Brain scans can be used to accurately predict a person's age, scientists claim.

While people are often able to pass for ages much older or younger than their actual years, scientists found that the brain tells all.

Scientists are now able to tell with 92 percent accuracy how old a person is just by looking at magnetic resonance images (MRI) of his or her brain.

The latest discovery of the brain's 'developmental clock' gives scientists new insight into how the human brain changes over time and may have deeper implications for both neuroscience and medicine.

"We have uncovered a 'developmental clock' of sorts within the brain -- a biological signature of maturation that captures age differences quite well, regardless of other kinds of differences that exist across individuals," researcher Timothy Brown of the University of California, San Diego School of Medicine said in a statement.

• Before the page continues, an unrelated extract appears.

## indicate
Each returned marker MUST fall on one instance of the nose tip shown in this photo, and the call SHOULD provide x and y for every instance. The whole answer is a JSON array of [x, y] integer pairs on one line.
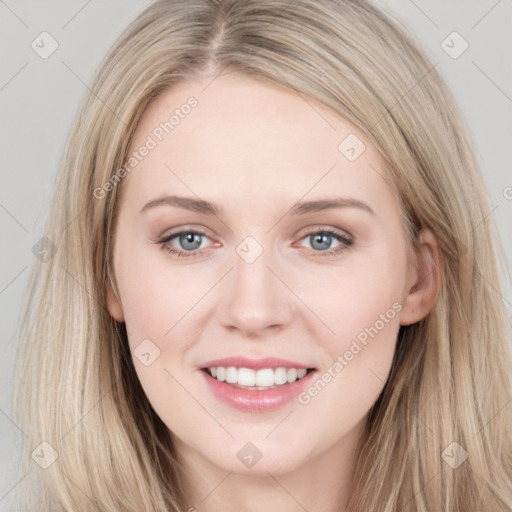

Brown and his team scanned the brains of 885 people ranging in age from 3 to 20 and identified 231 biomarkers of brain anatomy that when combined could reveal a person's age with more than 92 percent accuracy, a precision rate that surpasses any other age-determining biological measure.

While previous researchers have already examined some of the same brain biomarkers individually, Brown explained that the key was finding a way to combine them all to understand the multidimensional nature of brain structure and characteristic patterns of developmental change with age.

Researchers explained that as the brain develops with age, different features mature at different rates, and while other scientists have monitored these individual features, like cortex thickness and the size of different brain regions, it had been difficult to determine developmental timing because individuals vary widely in the growth and sizes of many brain regions.

Researchers believe that this new approach of studying the brain as a whole has potential for clinical use in abnormal brain development, allowing doctors in the future to spot developmental problems like autism and ADHD earlier in life.

"The fact that we found a collection of brain measures that so accurately captures a person's chronological age means that brain development, or at least certain anatomical aspects of it, is more tightly controlled than we knew previously," Brown said.

"The regularity in this maturity metric among typically developing children suggests that it might be sensitive to detecting abnormality as well," he added.

The new model allows researchers to simultaneously compare different brain features and their development and determine which brain features are changing the most at a given age, allowing scientists to correctly guess a person's birthday to within a year on average.

Researchers are unsure about whether these anatomical changes in the brain will relate to maturity in terms of human behavior, which isn't always reflected by a person's age.

"The anatomy and physiology of these dynamic, interacting neural systems, which we can probe in different ways with MRI scans, have to account for the changes we all observe in human psychological development," Brown said. "We're still figuring out exactly how."

The study was published in Current Biology.